舒洛培南对临床分离的12至80株不同细菌的最低抑菌浓度(MIC80)如下:甲氧西林敏感金黄色葡萄球菌(MSSA):0.20微克/毫升,耐甲氧西林金黄色葡萄球菌(MRSA):50微克/毫升,凝固酶阴性葡萄球菌:3.13微克/毫升,化脓性链球菌:≤0.013微克/毫升,肺炎链球菌:≤0.013微克/毫升,β-链球菌:0.05微克/毫升,粪肠球菌:12.5微克/毫升,屎肠球菌:>100微克/毫升,大肠埃希菌CS2(R+):0.10微克/毫升,肺炎克雷伯菌:0.05微克/毫升,奇异变形杆菌:0.10微克/毫升,普通变形杆菌:0.20微克/毫升,摩根摩根菌:0.39微克/毫升,雷氏普罗威登斯菌:3.13微克/毫升,弗氏柠檬酸杆菌:0.20微克/毫升,阴沟肠杆菌:0.39微克/毫升,黏质沙雷菌:1.56微克/毫升,铜绿假单胞菌:50微克/毫升,洋葱伯克霍尔德菌:3.13微克/毫升,嗜麦芽窄食单胞菌:>100微克/毫升,醋酸钙不动杆菌:1.56微克/毫升,氨苄西林耐药流感嗜血杆菌:0.39微克/毫升和脆弱拟杆菌:0.20微克/毫升。

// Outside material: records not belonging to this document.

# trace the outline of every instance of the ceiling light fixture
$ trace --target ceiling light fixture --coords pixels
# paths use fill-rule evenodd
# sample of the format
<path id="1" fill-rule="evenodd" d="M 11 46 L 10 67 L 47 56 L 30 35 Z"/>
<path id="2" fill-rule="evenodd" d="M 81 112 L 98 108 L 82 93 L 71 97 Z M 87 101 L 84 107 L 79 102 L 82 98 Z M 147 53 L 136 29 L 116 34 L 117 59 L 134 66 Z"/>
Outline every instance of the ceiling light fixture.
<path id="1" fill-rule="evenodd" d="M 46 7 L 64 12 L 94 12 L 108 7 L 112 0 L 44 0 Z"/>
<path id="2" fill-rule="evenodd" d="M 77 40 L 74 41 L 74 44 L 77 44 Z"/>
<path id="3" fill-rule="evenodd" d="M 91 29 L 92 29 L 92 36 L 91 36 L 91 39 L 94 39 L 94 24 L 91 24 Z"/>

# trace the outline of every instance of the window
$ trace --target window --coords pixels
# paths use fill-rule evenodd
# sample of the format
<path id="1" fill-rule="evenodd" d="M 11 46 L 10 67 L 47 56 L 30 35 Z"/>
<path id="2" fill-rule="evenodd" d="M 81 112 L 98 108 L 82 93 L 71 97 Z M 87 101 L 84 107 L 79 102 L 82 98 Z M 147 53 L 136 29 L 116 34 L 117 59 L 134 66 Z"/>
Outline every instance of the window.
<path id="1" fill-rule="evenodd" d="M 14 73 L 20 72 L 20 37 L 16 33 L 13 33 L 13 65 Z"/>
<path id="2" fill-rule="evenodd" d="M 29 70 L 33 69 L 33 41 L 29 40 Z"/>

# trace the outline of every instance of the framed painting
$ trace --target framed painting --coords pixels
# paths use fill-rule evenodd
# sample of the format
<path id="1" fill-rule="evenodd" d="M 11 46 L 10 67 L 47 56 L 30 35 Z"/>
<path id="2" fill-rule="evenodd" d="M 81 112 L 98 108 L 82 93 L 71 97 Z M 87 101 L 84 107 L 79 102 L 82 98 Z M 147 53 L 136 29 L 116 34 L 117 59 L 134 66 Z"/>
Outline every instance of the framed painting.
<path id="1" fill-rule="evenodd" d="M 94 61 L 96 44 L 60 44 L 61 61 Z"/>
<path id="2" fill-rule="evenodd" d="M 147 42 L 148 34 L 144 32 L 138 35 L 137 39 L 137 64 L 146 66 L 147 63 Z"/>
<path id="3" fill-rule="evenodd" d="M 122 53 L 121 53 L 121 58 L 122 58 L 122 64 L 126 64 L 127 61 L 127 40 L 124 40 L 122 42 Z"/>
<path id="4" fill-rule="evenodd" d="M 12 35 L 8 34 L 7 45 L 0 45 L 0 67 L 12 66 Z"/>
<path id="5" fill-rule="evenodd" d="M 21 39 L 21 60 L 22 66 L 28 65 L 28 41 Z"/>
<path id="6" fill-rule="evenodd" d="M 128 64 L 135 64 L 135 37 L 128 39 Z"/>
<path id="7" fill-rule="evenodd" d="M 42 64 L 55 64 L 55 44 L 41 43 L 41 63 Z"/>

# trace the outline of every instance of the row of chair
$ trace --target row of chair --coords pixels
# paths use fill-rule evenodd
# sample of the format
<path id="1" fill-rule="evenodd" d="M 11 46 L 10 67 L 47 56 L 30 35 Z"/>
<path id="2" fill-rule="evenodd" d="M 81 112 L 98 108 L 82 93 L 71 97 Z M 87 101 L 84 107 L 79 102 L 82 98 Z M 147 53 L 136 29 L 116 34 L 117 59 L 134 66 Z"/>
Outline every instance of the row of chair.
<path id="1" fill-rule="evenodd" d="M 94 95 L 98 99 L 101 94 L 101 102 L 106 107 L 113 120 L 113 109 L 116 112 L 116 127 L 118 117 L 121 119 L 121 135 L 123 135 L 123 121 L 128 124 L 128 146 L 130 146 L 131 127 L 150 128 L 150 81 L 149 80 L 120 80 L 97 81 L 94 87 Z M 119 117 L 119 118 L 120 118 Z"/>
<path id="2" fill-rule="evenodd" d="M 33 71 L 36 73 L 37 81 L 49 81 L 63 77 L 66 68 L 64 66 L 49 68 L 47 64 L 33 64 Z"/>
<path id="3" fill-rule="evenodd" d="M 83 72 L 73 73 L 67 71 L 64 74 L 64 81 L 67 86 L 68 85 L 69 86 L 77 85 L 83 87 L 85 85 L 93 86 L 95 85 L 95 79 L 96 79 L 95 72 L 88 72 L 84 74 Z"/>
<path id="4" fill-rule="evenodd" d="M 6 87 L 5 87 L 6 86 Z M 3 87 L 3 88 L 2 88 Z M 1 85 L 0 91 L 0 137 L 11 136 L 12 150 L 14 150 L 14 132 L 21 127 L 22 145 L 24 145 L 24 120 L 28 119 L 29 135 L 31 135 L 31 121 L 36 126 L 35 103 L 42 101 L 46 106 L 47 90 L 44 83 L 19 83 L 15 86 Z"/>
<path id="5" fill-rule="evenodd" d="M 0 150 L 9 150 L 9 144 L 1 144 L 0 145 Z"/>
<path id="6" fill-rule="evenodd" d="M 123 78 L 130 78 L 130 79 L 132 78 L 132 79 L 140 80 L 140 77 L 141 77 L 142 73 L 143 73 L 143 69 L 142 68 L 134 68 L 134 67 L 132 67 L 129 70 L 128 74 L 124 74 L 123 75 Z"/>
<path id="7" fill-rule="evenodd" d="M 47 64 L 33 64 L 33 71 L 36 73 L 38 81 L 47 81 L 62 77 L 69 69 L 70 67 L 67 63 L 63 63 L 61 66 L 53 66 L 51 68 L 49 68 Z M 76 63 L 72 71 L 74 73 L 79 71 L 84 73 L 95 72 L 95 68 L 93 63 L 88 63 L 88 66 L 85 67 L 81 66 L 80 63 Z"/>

舒洛培南对革兰氏阳性菌的活性强于氟氧头孢或头孢唑南,在测试的抗生素中,除铜绿假单胞菌外,对革兰氏阴性菌的活性最强。舒洛培南对金黄色葡萄球菌、大肠埃希菌、普通变形杆菌、黏质沙雷菌甚至铜绿假单胞菌的所有青霉素结合蛋白(PBPs)组分的亲和力均强于亚胺培南。舒洛培南对金黄色葡萄球菌的PBPs-1和-3、大肠埃希菌的PBP-2的亲和力远强于亚胺培南(IPM)。舒洛培南对所有类型的β-内酰胺酶的Ki值通常较小,对Ia和IIb型β-内酰胺酶的永久性灭活作用也比亚胺培南强。舒洛培南与血清补体无明显协同杀菌活性。然而,舒洛培南与巨噬细胞在杀菌活性方面协同作用显著。在舒洛培南浓度高于1/8 MIC时,培养的巨噬细胞能很好地吞噬并快速消化大肠埃希菌细胞。此外,舒洛培南对猪和人脱氢肽酶-I比亚胺培南更稳定。舒洛培南是不会诱导出现对该药耐药的亚克隆的抗生素之一。